College of Agriculture, Food, and Environmental Sciences

Abstract

This study evaluated the impact of hibiscus and whey as alternative fermentation substrates on the physicochemical, phytochemical, and microbial properties of kombucha. A 2 × 2 full factorial design was used to compare four treatments: black tea + water (BW), black tea + whey (BH), hibiscus + water (HW), and hibiscus + whey (HH). The fermentation solvents (water or whey) were heated to 88 °C, infused with 0.6% (w/v) black tea or hibiscus for 10 minutes, sweetened with 10% (w/v) sucrose, cooled to 22 °C, and inoculated with 20% (v/v) kombucha starter culture. Fermentations were carried out at 22 °C for 25 days in triplicate, with analyses conducted at 5-day intervals.

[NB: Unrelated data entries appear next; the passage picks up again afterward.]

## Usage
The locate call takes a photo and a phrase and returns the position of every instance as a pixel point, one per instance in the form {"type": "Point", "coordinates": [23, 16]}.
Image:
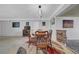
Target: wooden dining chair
{"type": "Point", "coordinates": [42, 40]}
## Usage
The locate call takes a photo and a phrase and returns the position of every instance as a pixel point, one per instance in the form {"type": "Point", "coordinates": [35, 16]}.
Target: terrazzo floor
{"type": "Point", "coordinates": [10, 45]}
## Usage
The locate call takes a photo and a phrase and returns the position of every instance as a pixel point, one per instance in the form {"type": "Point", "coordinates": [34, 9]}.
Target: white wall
{"type": "Point", "coordinates": [7, 30]}
{"type": "Point", "coordinates": [72, 33]}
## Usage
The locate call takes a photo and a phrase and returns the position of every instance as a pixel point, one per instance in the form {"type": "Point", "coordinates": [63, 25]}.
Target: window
{"type": "Point", "coordinates": [27, 23]}
{"type": "Point", "coordinates": [43, 23]}
{"type": "Point", "coordinates": [15, 24]}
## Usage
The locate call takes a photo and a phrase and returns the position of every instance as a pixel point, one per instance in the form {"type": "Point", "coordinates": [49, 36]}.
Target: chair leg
{"type": "Point", "coordinates": [36, 50]}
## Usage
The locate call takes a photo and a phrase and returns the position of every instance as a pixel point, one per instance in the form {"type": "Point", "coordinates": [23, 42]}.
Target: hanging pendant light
{"type": "Point", "coordinates": [40, 11]}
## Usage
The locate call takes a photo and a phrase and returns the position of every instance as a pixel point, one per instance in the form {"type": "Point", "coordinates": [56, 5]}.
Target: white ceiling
{"type": "Point", "coordinates": [26, 10]}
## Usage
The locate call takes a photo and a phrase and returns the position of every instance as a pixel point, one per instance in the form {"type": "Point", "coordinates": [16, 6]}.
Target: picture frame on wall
{"type": "Point", "coordinates": [15, 24]}
{"type": "Point", "coordinates": [67, 23]}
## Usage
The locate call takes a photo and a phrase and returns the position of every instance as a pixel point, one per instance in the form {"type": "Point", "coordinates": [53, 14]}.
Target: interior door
{"type": "Point", "coordinates": [61, 36]}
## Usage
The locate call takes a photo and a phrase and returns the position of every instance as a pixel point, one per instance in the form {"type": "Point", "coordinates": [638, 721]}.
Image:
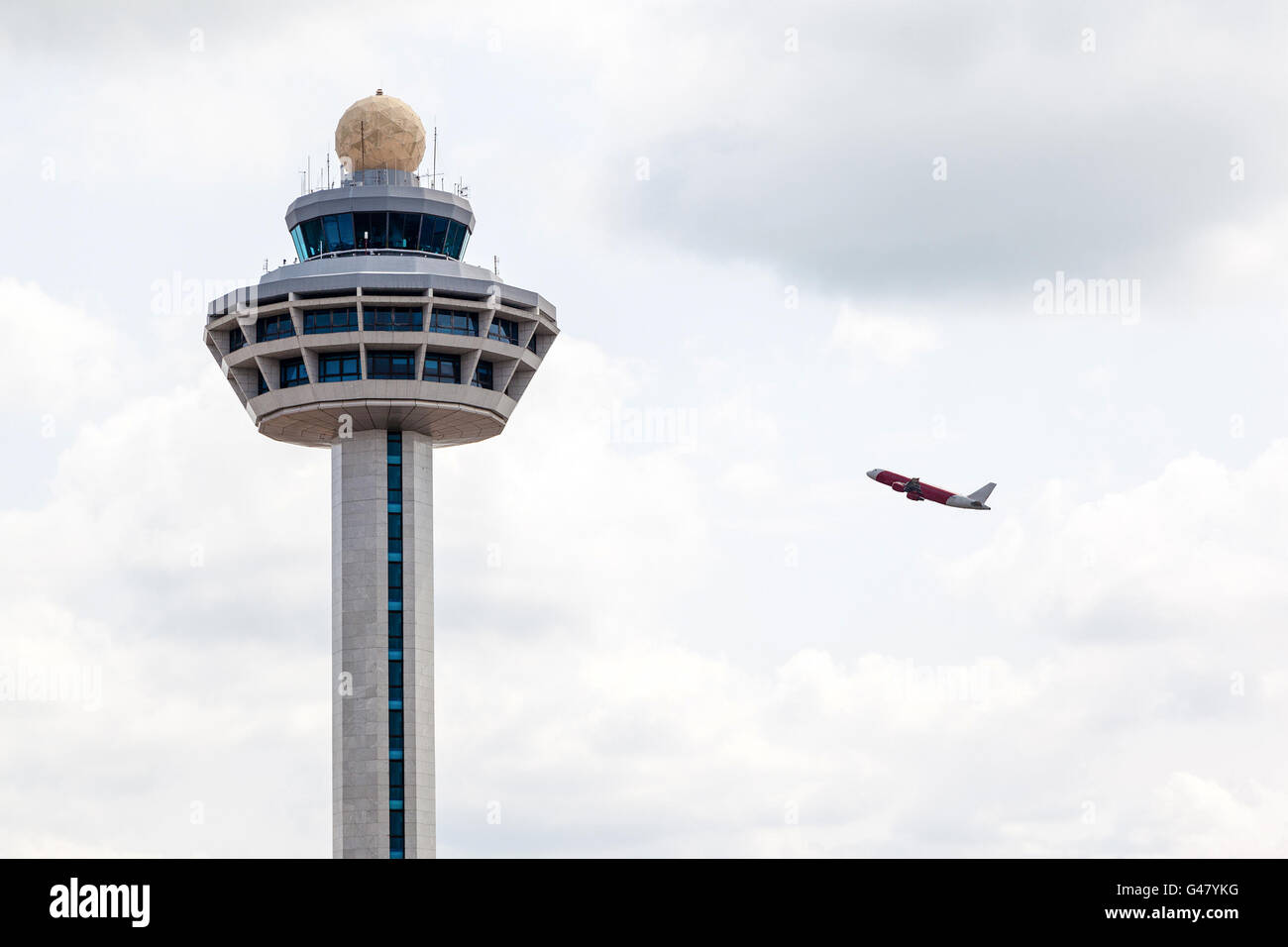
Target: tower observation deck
{"type": "Point", "coordinates": [380, 344]}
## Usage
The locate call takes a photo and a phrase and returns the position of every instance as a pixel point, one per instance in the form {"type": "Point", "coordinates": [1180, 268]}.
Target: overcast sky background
{"type": "Point", "coordinates": [713, 637]}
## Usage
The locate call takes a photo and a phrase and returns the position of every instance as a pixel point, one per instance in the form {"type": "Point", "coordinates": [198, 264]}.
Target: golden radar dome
{"type": "Point", "coordinates": [380, 132]}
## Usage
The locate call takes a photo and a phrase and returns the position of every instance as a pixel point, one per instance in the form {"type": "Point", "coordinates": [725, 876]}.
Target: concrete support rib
{"type": "Point", "coordinates": [360, 646]}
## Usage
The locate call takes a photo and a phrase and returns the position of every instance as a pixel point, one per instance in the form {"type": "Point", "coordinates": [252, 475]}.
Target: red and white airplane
{"type": "Point", "coordinates": [913, 488]}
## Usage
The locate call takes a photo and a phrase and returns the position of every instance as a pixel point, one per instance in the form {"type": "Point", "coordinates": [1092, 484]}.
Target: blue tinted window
{"type": "Point", "coordinates": [369, 230]}
{"type": "Point", "coordinates": [338, 232]}
{"type": "Point", "coordinates": [391, 365]}
{"type": "Point", "coordinates": [393, 320]}
{"type": "Point", "coordinates": [503, 330]}
{"type": "Point", "coordinates": [454, 322]}
{"type": "Point", "coordinates": [455, 239]}
{"type": "Point", "coordinates": [338, 367]}
{"type": "Point", "coordinates": [294, 372]}
{"type": "Point", "coordinates": [403, 231]}
{"type": "Point", "coordinates": [312, 231]}
{"type": "Point", "coordinates": [433, 235]}
{"type": "Point", "coordinates": [445, 368]}
{"type": "Point", "coordinates": [330, 321]}
{"type": "Point", "coordinates": [273, 328]}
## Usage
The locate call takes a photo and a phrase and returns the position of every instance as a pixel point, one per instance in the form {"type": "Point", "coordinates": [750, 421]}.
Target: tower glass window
{"type": "Point", "coordinates": [454, 322]}
{"type": "Point", "coordinates": [446, 368]}
{"type": "Point", "coordinates": [273, 328]}
{"type": "Point", "coordinates": [403, 231]}
{"type": "Point", "coordinates": [393, 320]}
{"type": "Point", "coordinates": [391, 365]}
{"type": "Point", "coordinates": [393, 480]}
{"type": "Point", "coordinates": [312, 232]}
{"type": "Point", "coordinates": [292, 372]}
{"type": "Point", "coordinates": [338, 232]}
{"type": "Point", "coordinates": [317, 321]}
{"type": "Point", "coordinates": [503, 330]}
{"type": "Point", "coordinates": [455, 240]}
{"type": "Point", "coordinates": [380, 231]}
{"type": "Point", "coordinates": [433, 235]}
{"type": "Point", "coordinates": [370, 230]}
{"type": "Point", "coordinates": [338, 367]}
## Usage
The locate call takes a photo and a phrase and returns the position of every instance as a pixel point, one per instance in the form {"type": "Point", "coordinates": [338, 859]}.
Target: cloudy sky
{"type": "Point", "coordinates": [787, 243]}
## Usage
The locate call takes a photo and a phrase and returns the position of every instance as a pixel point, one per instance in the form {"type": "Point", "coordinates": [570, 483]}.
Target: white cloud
{"type": "Point", "coordinates": [892, 341]}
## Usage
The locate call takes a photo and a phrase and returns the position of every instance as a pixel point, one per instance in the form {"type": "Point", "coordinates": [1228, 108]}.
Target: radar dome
{"type": "Point", "coordinates": [380, 132]}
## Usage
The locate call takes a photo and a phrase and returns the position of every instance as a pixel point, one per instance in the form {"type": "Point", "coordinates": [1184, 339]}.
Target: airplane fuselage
{"type": "Point", "coordinates": [914, 489]}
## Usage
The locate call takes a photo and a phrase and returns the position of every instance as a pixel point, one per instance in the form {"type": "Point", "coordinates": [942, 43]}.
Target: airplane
{"type": "Point", "coordinates": [913, 488]}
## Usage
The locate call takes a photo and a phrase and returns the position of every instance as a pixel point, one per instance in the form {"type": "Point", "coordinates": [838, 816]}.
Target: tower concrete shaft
{"type": "Point", "coordinates": [382, 644]}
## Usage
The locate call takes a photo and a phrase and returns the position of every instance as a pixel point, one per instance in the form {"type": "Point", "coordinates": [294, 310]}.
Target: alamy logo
{"type": "Point", "coordinates": [1076, 296]}
{"type": "Point", "coordinates": [101, 900]}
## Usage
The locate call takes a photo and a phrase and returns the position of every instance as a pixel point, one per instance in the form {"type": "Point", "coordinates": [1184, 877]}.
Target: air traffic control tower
{"type": "Point", "coordinates": [380, 344]}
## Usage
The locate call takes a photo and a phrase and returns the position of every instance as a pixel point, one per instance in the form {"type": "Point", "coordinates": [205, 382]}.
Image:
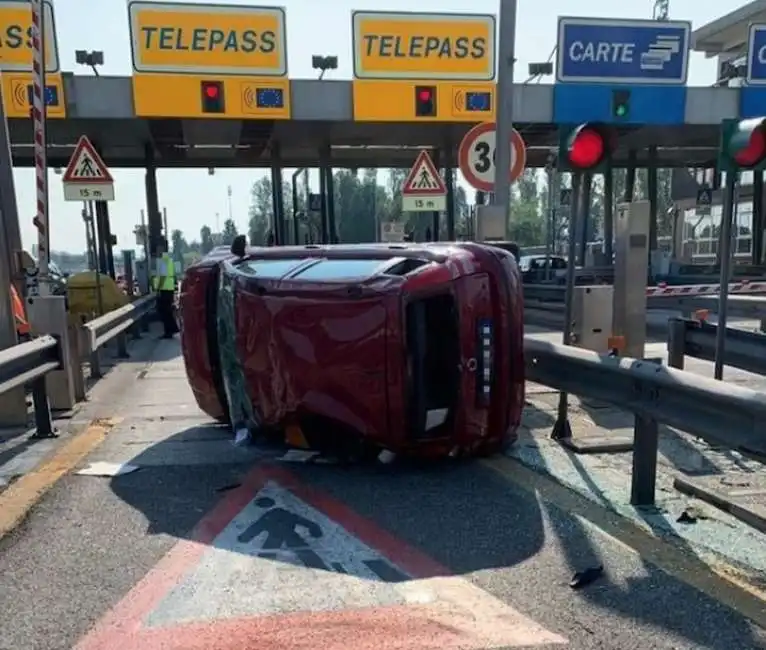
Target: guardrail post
{"type": "Point", "coordinates": [75, 358]}
{"type": "Point", "coordinates": [646, 444]}
{"type": "Point", "coordinates": [43, 422]}
{"type": "Point", "coordinates": [676, 342]}
{"type": "Point", "coordinates": [95, 365]}
{"type": "Point", "coordinates": [645, 449]}
{"type": "Point", "coordinates": [122, 346]}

The addition of whey significantly influenced (p < 0.05) pH, °Brix, alcohol concentration, organic acid profile, color density, hue tint, total phenolic content, polyphenolic composition, antioxidant capacity (ORAC and DPPH), total protein concentration, and amino acid profile. Whey-based kombucha treatments (BH and HH) exhibited higher alcohol concentrations (0.59–0.83% v/v and 0.04–1.62% v/v, respectively), gallic acid concentration (0.07 mg/L in HH), malic acid (199 mg/L and 99.4 mg/L), lactic acid (110 mg/L and 123 mg/L), citric acid (2,705 mg/L and 2,947 mg/L), succinic acid (156 mg/L and 231 mg/L), antioxidant capacity (ORAC: 239.31–468.28 µM TE and 253.60–326.20 µM TE), total protein concentrations (0.27–0.32 mg/mL and 0.36–0.41 mg/mL), and a higher amount of amino acids compared to water-based treatments throughout fermentation. Although the use of whey and hibiscus in kombucha increased the lactic acid, antioxidant capacity, total protein, and amino acid profile, more research needs to be performed to assess the mitigation of alcohol, ideal fermentation duration, and ratio of whey to maximize extraction of substrate polyphenols.